Nvidia Patents Hardware Ray Tracing for Curved 3D Geometry

By Patentlyze Team · Updated May 29, 2026

Rendering realistic hair, fur, or cables in real time has always forced GPUs to cheat. Nvidia's new patent moves curve geometry — the kind used for every strand of hair in a game — directly into hardware ray tracing, potentially eliminating a major software workaround.

What Nvidia's Linear-Swept Sphere ray tracing actually does

Imagine every strand of hair on a game character, every blade of grass, or every fiber-optic cable in a data-center visualization. Each of those is a curve primitive — a thin, tube-like shape that ray tracers historically struggle with because their hardware was designed around triangles and simple spheres.

Right now, rendering curves in a ray tracer typically requires a software detour: the GPU hands control off to a small shader program to figure out whether a light ray actually hits a strand. That's slower and burns valuable compute resources. Nvidia's patent describes dedicated hardware logic that handles this math directly on the chip — no software shader required.

The key trick is something called a Linear-Swept Sphere (LSS): picture a capsule shape defined by dragging a sphere from one point to another. Chain those capsules together and you can approximate any curve. Nvidia's new circuit tests whether a ray intersects those capsules entirely in silicon, which is much faster than delegating to software.

How the LSS intersector circuit handles curve traversal

The patent describes a multi-pass ray-primitive intersector circuit — a dedicated block of hardware inside a ray tracing engine — that handles Linear-Swept Sphere (LSS) primitives. An LSS is essentially a capsule: a cylinder with hemispherical end caps, defined by two endpoints and a radius at each end. Curve geometry (hair, fur, tubes, cables) can be approximated by chaining LSS segments together.

Traditionally, ray tracers use a structure called a Bounding Volume Hierarchy (BVH) — think of it as a nested set of boxes that lets the GPU quickly skip geometry a ray can't possibly hit. For curves, the current approach uses software "intersection shaders" to do the final hit test, which adds latency. This patent moves that test into fixed-function hardware with a loopback connection on the intersector circuit — meaning the circuit can run multiple passes on a single LSS segment when needed (for example, when the geometry is degenerate or when an exit hit point, not just an entry hit, is required).

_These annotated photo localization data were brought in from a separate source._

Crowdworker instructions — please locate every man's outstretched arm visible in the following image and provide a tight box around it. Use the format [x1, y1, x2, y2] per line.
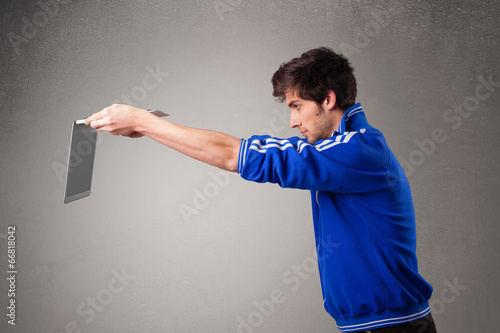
[85, 104, 241, 172]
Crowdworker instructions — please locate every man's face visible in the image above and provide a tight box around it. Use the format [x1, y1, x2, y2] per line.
[285, 91, 335, 144]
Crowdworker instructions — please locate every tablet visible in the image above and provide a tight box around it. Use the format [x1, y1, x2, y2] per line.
[64, 109, 169, 203]
[64, 122, 98, 203]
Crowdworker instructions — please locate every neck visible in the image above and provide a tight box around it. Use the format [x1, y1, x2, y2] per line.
[330, 107, 345, 133]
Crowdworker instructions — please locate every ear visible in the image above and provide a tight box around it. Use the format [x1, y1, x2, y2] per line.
[323, 90, 337, 111]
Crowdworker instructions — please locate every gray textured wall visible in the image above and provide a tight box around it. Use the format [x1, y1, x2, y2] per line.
[1, 0, 499, 332]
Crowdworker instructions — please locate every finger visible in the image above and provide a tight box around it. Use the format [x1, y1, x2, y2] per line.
[84, 113, 101, 126]
[89, 118, 109, 130]
[84, 106, 111, 126]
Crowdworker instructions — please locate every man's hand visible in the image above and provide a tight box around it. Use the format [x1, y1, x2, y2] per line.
[84, 104, 151, 138]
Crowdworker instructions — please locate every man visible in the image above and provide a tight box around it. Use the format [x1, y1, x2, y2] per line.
[85, 47, 436, 333]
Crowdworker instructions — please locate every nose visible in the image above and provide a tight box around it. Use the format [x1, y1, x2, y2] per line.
[289, 110, 301, 128]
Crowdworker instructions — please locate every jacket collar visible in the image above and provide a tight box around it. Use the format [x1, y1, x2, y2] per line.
[334, 103, 365, 135]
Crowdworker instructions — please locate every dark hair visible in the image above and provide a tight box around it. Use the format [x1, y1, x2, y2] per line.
[271, 47, 357, 111]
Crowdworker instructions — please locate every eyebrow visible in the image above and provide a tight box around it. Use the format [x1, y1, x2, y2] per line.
[287, 99, 299, 108]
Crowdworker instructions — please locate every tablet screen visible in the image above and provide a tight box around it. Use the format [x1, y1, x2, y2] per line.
[64, 123, 97, 203]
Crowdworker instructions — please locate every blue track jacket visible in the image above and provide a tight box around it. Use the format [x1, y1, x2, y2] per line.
[236, 103, 433, 332]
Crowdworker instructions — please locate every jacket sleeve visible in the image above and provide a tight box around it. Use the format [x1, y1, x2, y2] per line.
[237, 130, 390, 193]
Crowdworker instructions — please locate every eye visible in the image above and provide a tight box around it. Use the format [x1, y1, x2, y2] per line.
[294, 105, 301, 110]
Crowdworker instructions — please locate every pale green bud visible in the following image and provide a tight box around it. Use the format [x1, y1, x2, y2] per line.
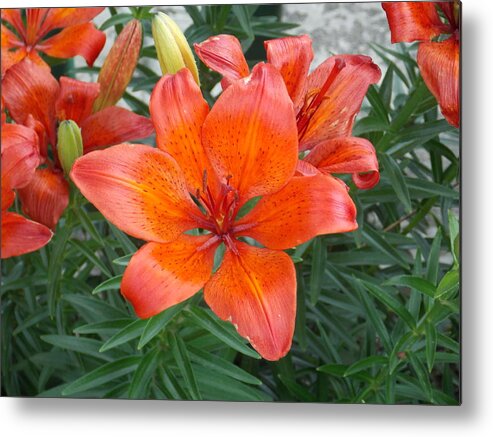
[152, 12, 200, 84]
[57, 120, 83, 175]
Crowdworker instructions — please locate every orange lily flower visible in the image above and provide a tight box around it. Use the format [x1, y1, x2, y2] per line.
[1, 121, 53, 258]
[71, 65, 358, 360]
[1, 7, 105, 75]
[2, 58, 154, 229]
[382, 2, 460, 127]
[195, 34, 381, 189]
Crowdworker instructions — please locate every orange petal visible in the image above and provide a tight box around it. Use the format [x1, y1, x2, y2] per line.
[204, 242, 296, 361]
[202, 63, 298, 204]
[300, 55, 381, 151]
[265, 35, 313, 109]
[1, 123, 40, 193]
[305, 137, 380, 189]
[1, 46, 27, 78]
[93, 19, 142, 111]
[80, 106, 154, 152]
[70, 144, 202, 243]
[55, 76, 100, 124]
[382, 2, 449, 43]
[1, 212, 53, 259]
[194, 34, 249, 88]
[122, 234, 219, 319]
[150, 68, 215, 194]
[1, 10, 25, 39]
[235, 174, 357, 250]
[17, 167, 69, 229]
[38, 7, 105, 35]
[1, 23, 20, 48]
[417, 37, 459, 128]
[39, 22, 106, 67]
[2, 57, 59, 146]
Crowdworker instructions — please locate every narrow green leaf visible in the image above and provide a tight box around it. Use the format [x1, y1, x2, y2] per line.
[426, 231, 442, 284]
[309, 237, 327, 305]
[41, 335, 118, 362]
[92, 275, 123, 295]
[128, 348, 160, 399]
[100, 319, 147, 352]
[344, 355, 388, 376]
[62, 356, 140, 396]
[169, 333, 202, 400]
[99, 13, 133, 31]
[188, 346, 261, 385]
[362, 227, 410, 269]
[424, 321, 437, 373]
[435, 269, 459, 299]
[70, 240, 112, 278]
[73, 319, 133, 335]
[384, 275, 436, 298]
[408, 353, 434, 402]
[380, 154, 412, 213]
[363, 281, 416, 329]
[138, 303, 185, 349]
[185, 307, 260, 359]
[113, 254, 133, 266]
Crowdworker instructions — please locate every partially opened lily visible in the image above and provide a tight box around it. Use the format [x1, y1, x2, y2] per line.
[71, 65, 358, 360]
[382, 1, 460, 127]
[1, 121, 52, 258]
[195, 34, 381, 189]
[1, 7, 105, 75]
[2, 58, 154, 229]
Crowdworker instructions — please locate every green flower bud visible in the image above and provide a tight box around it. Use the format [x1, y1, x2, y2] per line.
[57, 120, 83, 175]
[152, 12, 200, 84]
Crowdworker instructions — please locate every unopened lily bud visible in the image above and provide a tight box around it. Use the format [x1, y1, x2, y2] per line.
[57, 120, 83, 175]
[93, 19, 142, 111]
[152, 12, 200, 84]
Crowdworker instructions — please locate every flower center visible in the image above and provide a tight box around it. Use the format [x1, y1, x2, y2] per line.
[196, 171, 239, 238]
[296, 58, 346, 140]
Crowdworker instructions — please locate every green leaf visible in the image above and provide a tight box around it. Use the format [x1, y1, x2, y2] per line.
[138, 303, 184, 349]
[41, 335, 119, 362]
[435, 269, 459, 299]
[92, 275, 123, 295]
[99, 13, 133, 31]
[362, 281, 416, 330]
[366, 85, 389, 124]
[47, 219, 72, 316]
[185, 307, 260, 359]
[128, 348, 160, 399]
[188, 345, 261, 385]
[362, 227, 410, 269]
[113, 254, 133, 266]
[73, 319, 133, 335]
[426, 231, 442, 284]
[63, 294, 128, 321]
[344, 356, 388, 376]
[424, 321, 437, 373]
[62, 356, 141, 396]
[384, 275, 436, 298]
[69, 240, 112, 278]
[380, 154, 412, 213]
[309, 237, 327, 305]
[169, 333, 202, 400]
[100, 319, 147, 352]
[408, 353, 434, 402]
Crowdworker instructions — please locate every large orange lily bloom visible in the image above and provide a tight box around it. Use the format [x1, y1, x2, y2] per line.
[1, 121, 52, 258]
[71, 65, 358, 360]
[1, 7, 105, 75]
[382, 2, 460, 127]
[2, 58, 154, 229]
[195, 34, 381, 189]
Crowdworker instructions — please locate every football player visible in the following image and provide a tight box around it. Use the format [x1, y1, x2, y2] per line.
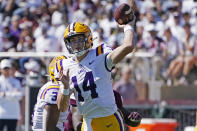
[32, 56, 70, 131]
[56, 20, 136, 131]
[64, 90, 141, 131]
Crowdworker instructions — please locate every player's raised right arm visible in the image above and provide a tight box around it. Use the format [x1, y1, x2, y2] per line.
[108, 23, 136, 64]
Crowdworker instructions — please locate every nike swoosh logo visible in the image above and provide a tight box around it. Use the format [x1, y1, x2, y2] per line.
[89, 60, 94, 65]
[106, 123, 112, 128]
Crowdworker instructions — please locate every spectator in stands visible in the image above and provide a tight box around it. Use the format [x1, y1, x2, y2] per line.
[113, 66, 138, 105]
[10, 15, 21, 48]
[0, 59, 23, 131]
[145, 24, 166, 55]
[1, 22, 16, 51]
[35, 23, 60, 52]
[9, 60, 25, 130]
[167, 24, 197, 79]
[162, 27, 183, 78]
[182, 12, 191, 25]
[163, 27, 183, 59]
[182, 23, 197, 75]
[169, 12, 185, 43]
[24, 59, 42, 87]
[144, 23, 166, 80]
[136, 21, 145, 50]
[17, 26, 35, 52]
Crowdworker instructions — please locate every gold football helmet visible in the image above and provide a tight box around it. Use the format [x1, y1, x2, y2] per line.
[49, 55, 67, 82]
[64, 22, 93, 56]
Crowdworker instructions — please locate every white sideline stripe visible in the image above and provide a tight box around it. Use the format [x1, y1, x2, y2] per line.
[141, 118, 177, 124]
[0, 52, 154, 58]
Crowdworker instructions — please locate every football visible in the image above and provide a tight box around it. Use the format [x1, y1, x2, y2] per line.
[114, 3, 134, 25]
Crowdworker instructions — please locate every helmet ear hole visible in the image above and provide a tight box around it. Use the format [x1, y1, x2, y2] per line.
[85, 43, 89, 49]
[88, 35, 93, 44]
[86, 35, 93, 49]
[87, 33, 93, 47]
[85, 42, 91, 49]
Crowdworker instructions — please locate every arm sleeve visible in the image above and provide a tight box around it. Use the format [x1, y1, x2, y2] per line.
[102, 44, 115, 71]
[113, 90, 123, 109]
[105, 54, 115, 72]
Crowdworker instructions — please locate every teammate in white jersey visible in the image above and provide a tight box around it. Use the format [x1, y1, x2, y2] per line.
[56, 19, 136, 131]
[32, 56, 70, 131]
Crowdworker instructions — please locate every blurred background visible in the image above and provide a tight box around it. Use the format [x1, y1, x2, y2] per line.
[0, 0, 197, 131]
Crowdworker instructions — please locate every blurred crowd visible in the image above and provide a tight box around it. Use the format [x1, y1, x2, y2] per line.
[0, 0, 197, 85]
[0, 0, 197, 102]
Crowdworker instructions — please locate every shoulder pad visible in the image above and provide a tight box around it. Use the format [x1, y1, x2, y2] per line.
[40, 85, 60, 100]
[96, 43, 104, 56]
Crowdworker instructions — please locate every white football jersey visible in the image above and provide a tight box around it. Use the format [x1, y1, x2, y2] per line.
[55, 43, 117, 118]
[32, 81, 69, 131]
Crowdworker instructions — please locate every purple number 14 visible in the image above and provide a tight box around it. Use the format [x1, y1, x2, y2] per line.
[72, 71, 98, 102]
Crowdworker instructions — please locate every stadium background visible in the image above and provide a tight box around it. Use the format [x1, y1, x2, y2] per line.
[0, 0, 197, 131]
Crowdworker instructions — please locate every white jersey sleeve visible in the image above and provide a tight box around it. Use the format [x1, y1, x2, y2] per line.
[95, 43, 113, 55]
[95, 43, 115, 71]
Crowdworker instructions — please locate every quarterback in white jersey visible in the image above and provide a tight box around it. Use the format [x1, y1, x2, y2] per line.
[56, 20, 136, 131]
[32, 56, 70, 131]
[57, 43, 117, 118]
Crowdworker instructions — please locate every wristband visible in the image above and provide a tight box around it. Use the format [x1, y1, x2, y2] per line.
[124, 25, 133, 33]
[60, 88, 69, 96]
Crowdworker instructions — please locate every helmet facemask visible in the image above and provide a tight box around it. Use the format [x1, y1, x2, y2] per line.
[64, 22, 93, 57]
[65, 33, 92, 57]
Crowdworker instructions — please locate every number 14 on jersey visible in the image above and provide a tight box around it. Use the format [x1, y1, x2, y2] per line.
[71, 71, 98, 102]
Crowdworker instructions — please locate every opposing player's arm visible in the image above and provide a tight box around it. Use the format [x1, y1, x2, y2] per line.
[114, 90, 141, 127]
[119, 107, 141, 127]
[71, 105, 83, 131]
[108, 24, 135, 64]
[45, 104, 60, 131]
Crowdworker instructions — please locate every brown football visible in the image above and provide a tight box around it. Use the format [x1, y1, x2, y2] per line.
[114, 3, 134, 25]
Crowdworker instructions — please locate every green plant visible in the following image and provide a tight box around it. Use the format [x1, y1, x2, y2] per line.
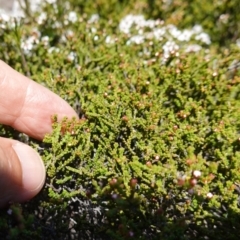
[0, 1, 240, 239]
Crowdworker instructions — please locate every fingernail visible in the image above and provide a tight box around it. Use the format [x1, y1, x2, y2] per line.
[12, 142, 45, 192]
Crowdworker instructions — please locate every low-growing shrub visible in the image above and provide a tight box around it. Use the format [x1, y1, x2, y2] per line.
[0, 1, 240, 239]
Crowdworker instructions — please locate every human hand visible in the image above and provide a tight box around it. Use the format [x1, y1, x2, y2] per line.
[0, 60, 78, 208]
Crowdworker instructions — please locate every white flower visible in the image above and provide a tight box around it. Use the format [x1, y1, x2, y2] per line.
[0, 13, 10, 22]
[119, 15, 133, 34]
[162, 40, 179, 62]
[192, 25, 203, 34]
[132, 15, 146, 29]
[138, 28, 144, 35]
[163, 40, 179, 53]
[192, 170, 201, 178]
[68, 11, 78, 23]
[117, 14, 211, 63]
[0, 13, 9, 29]
[126, 35, 145, 45]
[145, 19, 156, 29]
[21, 35, 40, 54]
[88, 14, 99, 23]
[60, 34, 67, 43]
[219, 14, 229, 24]
[67, 51, 77, 62]
[37, 12, 47, 25]
[53, 21, 62, 29]
[153, 27, 166, 40]
[0, 13, 19, 29]
[178, 29, 193, 41]
[206, 192, 213, 199]
[48, 47, 60, 53]
[66, 30, 74, 38]
[91, 27, 97, 33]
[168, 25, 181, 39]
[64, 20, 69, 25]
[195, 32, 211, 45]
[185, 44, 202, 53]
[105, 36, 114, 44]
[119, 14, 145, 34]
[41, 36, 49, 46]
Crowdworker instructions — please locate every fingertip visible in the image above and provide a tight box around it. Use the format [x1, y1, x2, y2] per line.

Notable capabilities the patent specifically enables:

• Single end-cap LSS — a half-capped tube, useful for open-ended segments that connect to the next piece of a curve
• Exit hit point queries — returning where a ray leaves a primitive, not just where it enters, which matters for translucency and subsurface scattering
• Degenerate-shell intersection testing — handling edge cases where the sphere collapses to a flat disk or a line segment without crashing the pipeline

The variable-pass loopback is the architectural key: rather than provisioning worst-case circuitry for every possible curve configuration, the hardware iterates only as many times as the specific primitive requires.

What this means for real-time hair and fur rendering

For game developers and VFX artists, hair and fur rendering is one of the most expensive effects in real-time graphics. The fact that Nvidia is patenting dedicated hardware for it suggests the next generation of GeForce or professional RTX hardware could handle strand-based geometry with meaningfully less overhead. You'd see the benefit in games with realistic characters or dense vegetation without the frame-rate penalty that currently comes with those effects.

More broadly, this reflects Nvidia's ongoing strategy of moving more rendering math into fixed-function hardware — the same approach that made triangle rasterization fast decades ago. If LSS intersection becomes a hardware primitive the way triangles did, it could reshape how real-time rendering pipelines are built across gaming, simulation, and scientific visualization.

Editorial commentary on a publicly published patent application. Not legal advice.